Somali journalists will have good reason to be worried if Farmajo signs the media bill, which had been debated for the past two years. The final version, which was sneaked through the federal parliament, has many vague and draconian provisions.They include article 3, which makes it illegal for journalists to be compelled by threat or force – for example, by political or armed actors – to publish “information which conflicts with the interests of the country, security, the economy, politics and society.”
The proposed law does not protect the confidentiality of sources and says journalists can be held responsible for the consequences of disclosing confidential information. It says journalists can be fined for violations, but does not specify the size of the fines.

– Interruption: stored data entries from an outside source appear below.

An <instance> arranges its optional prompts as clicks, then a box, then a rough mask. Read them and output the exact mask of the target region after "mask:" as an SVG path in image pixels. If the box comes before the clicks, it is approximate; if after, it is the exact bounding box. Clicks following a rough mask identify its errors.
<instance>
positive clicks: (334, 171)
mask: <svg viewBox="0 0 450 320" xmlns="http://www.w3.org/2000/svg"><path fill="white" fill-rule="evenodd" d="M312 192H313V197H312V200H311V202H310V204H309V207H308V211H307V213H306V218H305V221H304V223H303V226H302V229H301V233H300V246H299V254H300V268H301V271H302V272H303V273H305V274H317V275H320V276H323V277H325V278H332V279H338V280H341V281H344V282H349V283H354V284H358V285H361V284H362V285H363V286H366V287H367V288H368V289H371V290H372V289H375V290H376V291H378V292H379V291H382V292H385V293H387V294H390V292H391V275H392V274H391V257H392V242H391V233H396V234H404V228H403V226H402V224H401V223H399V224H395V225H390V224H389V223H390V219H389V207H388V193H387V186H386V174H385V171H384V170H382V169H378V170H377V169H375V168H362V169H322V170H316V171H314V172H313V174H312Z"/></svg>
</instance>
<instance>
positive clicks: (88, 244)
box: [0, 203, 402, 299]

It also says that verdicts and sentences can be appealed before unspecified “competent jurisdictions,” opening the way to prison sentences.
“What with vague wording, draconian provisions, the possibility of criminal prosecutions leading to prison sentences, drastic restrictions on the right to disseminate information and a government-controlled media regulator, this bill would be deadly for Somalia’s journalists and media if adopted in its current form,” said Arnaud Froger, the head of RSF’s Africa desk.“Just months before the next national elections, it could pose a serious threat to journalism and send a terrible message to those who struggle to produce news and information in an independent manner in an already difficult security context. We ask the president not to promulgate this law in order not to undermine all the encouraging efforts on behalf of press freedom seen in recent months in Somalia.”
Journalists under information ministry control
The bill also provides for a “record of journalists” on which anyone wishing to engage in journalistic activity must be registered. The information ministry would be able to reject applicants after examination of their professional qualifications. The freedom to publish is restricted by a provision under which anyone seeking to create a new publication must apply for a permit and make a prior deposit payment.
The media regulatory body is liable to lack any independence because its members are recommended by the information ministry and must be approved by the government. The excessive powers granted to the information ministry also include the drafting of a media code of conduct that will forbid the publication of photos or videos that are ”disturbing for society” or “violate public decency.”
Somalia continues to be sub-Saharan Africa’s deadliest country for journalists, with 26 killed since 2013 (three of them last year). Arbitrary arrests are still frequent, especially in the northern regions of Somaliland and Puntland. A total of 25 journalists were arrested arbitrarily in 2019, according to the annual report of the National Union of Somali Journalists (NUSOJ).
The president and prime minister have nonetheless sent encouraging signals, especially with regard to combatting impunity for crimes of violence against journalists. The policeman who fatally shot SBS cameraman Abdirisak Qasim Iman in Mogadishu in July 2018 was sentenced in absentia to five years in prison. RSF continues to call on the authorities to make every effort to arrest him so that he serves his sentence. Two soldiers were also arrested and discharged from the army for tying up two journalists and leaving them in the sun because they had been doing street interviews.
Somalia is ranked 164th out of 180 countries in RSF’s 2019 World Press Freedom Index.